The bad thing was, I did not know that as we got lower the stone got even smaller and it became more slippery. I started slipping a few times, but before falling I managed to stop myself. Unfortunately, after that the careless level of me increased exponentially. I did not go down with right technique. I totally forgot that I also fell a few times when descending at Arcopodo (Semeru). Also at that point, I started realizing how wrong I was to wear running shoes (and I left my hiking shoes in Jakarta) because it did not give me enough grip. I fell spectacularly a few times, and the last one was massive – I tore my pants in addition to some wounds.
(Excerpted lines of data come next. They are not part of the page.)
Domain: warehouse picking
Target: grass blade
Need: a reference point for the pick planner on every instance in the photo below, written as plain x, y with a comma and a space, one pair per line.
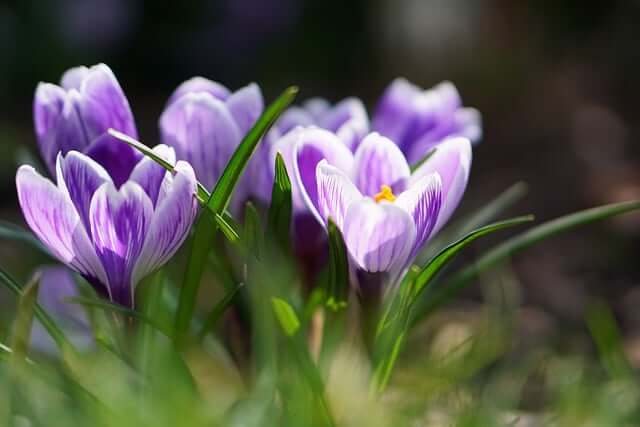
223, 190
219, 309
24, 320
47, 322
338, 280
279, 217
217, 203
518, 243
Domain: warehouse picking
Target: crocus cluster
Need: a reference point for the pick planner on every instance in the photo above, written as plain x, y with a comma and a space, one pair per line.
115, 217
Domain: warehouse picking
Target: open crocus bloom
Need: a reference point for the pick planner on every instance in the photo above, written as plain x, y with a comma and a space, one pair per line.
418, 120
205, 122
385, 213
113, 236
77, 115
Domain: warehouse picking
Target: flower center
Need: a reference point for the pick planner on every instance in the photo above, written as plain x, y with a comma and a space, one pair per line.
385, 194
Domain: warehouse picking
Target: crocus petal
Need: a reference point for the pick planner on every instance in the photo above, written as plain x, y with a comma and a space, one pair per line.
171, 222
379, 236
115, 156
80, 176
53, 218
200, 84
246, 105
119, 224
468, 121
452, 161
394, 112
378, 161
423, 200
336, 192
104, 104
150, 174
48, 115
203, 132
302, 150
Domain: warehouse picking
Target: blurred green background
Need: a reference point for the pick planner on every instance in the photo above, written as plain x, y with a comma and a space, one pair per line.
556, 82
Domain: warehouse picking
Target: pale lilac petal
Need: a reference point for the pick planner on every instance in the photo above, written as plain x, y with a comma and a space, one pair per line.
57, 123
336, 192
468, 121
423, 201
203, 132
379, 236
395, 111
79, 177
246, 105
117, 157
120, 220
150, 175
54, 220
452, 161
171, 222
197, 85
302, 150
378, 161
104, 104
316, 107
73, 77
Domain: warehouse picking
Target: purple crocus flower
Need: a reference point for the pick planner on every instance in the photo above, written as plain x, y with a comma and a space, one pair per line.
205, 123
77, 115
347, 119
112, 235
385, 212
418, 120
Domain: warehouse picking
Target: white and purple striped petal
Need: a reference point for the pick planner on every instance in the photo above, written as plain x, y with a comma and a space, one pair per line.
52, 216
171, 222
379, 236
452, 161
378, 161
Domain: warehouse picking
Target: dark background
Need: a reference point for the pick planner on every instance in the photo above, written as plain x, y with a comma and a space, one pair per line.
556, 80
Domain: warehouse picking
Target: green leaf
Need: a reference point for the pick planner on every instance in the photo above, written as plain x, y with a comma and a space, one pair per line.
286, 316
203, 194
116, 308
446, 255
338, 280
228, 228
253, 233
395, 322
606, 334
477, 219
217, 203
47, 322
13, 232
219, 309
279, 218
518, 243
24, 319
223, 190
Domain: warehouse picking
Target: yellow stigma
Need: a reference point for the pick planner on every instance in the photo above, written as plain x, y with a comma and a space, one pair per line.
385, 194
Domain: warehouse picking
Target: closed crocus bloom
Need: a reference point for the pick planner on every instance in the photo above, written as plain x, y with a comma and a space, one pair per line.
205, 123
385, 212
112, 235
77, 115
418, 120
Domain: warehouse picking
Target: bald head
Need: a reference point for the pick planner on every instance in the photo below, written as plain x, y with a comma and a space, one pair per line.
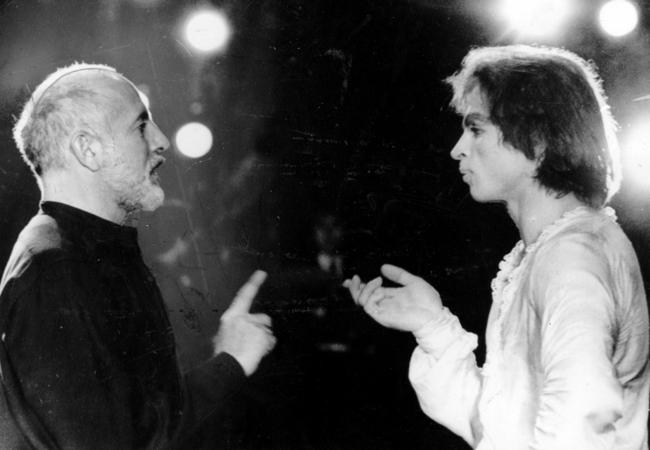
76, 97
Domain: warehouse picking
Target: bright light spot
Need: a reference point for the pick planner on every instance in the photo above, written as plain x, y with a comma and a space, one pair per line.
207, 31
636, 152
618, 17
535, 18
193, 139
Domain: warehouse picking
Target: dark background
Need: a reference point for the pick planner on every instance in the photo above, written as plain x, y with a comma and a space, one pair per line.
331, 156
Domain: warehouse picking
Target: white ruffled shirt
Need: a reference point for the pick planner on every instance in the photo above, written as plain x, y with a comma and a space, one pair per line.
567, 347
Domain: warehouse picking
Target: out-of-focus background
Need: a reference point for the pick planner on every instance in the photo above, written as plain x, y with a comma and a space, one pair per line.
318, 148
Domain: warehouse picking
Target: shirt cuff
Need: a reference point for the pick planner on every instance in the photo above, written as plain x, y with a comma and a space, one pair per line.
437, 335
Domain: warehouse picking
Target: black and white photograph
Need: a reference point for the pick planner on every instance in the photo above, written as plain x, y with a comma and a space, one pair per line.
324, 224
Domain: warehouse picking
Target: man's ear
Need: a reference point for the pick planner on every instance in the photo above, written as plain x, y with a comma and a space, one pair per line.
86, 147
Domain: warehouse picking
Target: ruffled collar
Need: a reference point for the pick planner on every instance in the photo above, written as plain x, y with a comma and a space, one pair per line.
512, 263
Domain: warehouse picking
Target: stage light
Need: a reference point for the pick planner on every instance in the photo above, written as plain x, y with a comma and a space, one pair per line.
207, 31
193, 139
635, 150
618, 17
535, 18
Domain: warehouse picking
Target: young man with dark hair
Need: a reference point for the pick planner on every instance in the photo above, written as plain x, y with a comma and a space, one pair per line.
567, 335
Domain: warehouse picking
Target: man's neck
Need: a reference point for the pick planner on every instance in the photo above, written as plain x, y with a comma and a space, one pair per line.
537, 210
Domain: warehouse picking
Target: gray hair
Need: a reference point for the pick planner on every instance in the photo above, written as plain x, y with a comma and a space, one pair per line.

Facepalm.

Since the others were concerned if I experienced tremor after that fall, we took a rest until my feet were stable enough. In the middle of sunlight. Woah. I felt quite embarrassed, but there was nothing I could do.

Long story short, we finally continued descending. I became extremely careful, walking so slow until I got the confidence. But in that way, I could get myself familiar with the right technique. Some foreigners passed by and most of them noticed the huge torn on my pants (it was on my calf), and it was mostly East Asians who gave me a strange look (but hey, IDGAF). Finally we reached the starting point at 9 AM, and the car suddenly felt so luxurious for us.

At this point, I gave my cousin some money to be given to the guide. With addition from him, it became IDR 250K (including banana and coffee that he prepared for us). He gave it to the guide because well, Balinese language power. We then left the starting point, but in the middle the guide approached us with his motorbike and told us that it was not enough, and he asked for more. Err, we thought, so we gave him another 50K and luckily it was enough.


Mount Batur is easily a good choice for tourist who wants to explore other options Bali has to offer besides overpriced resorts and restaurants in Kuta while experiencing the beauty of nature. Ironically, the guides association made it overpriced as well for the foreigners, not to mention their rude attitudes if foreigners reject them. The price is not worth it for such a short hike.

If you don’t mind paying a bit for a service that you won’t actually need, Mount Batur should be on your list. You still have to be careful though, no matter how easy a trek can be, if you underestimate it you can experience something like me.

And I promise myself, I will never use running shoes for hiking anymore.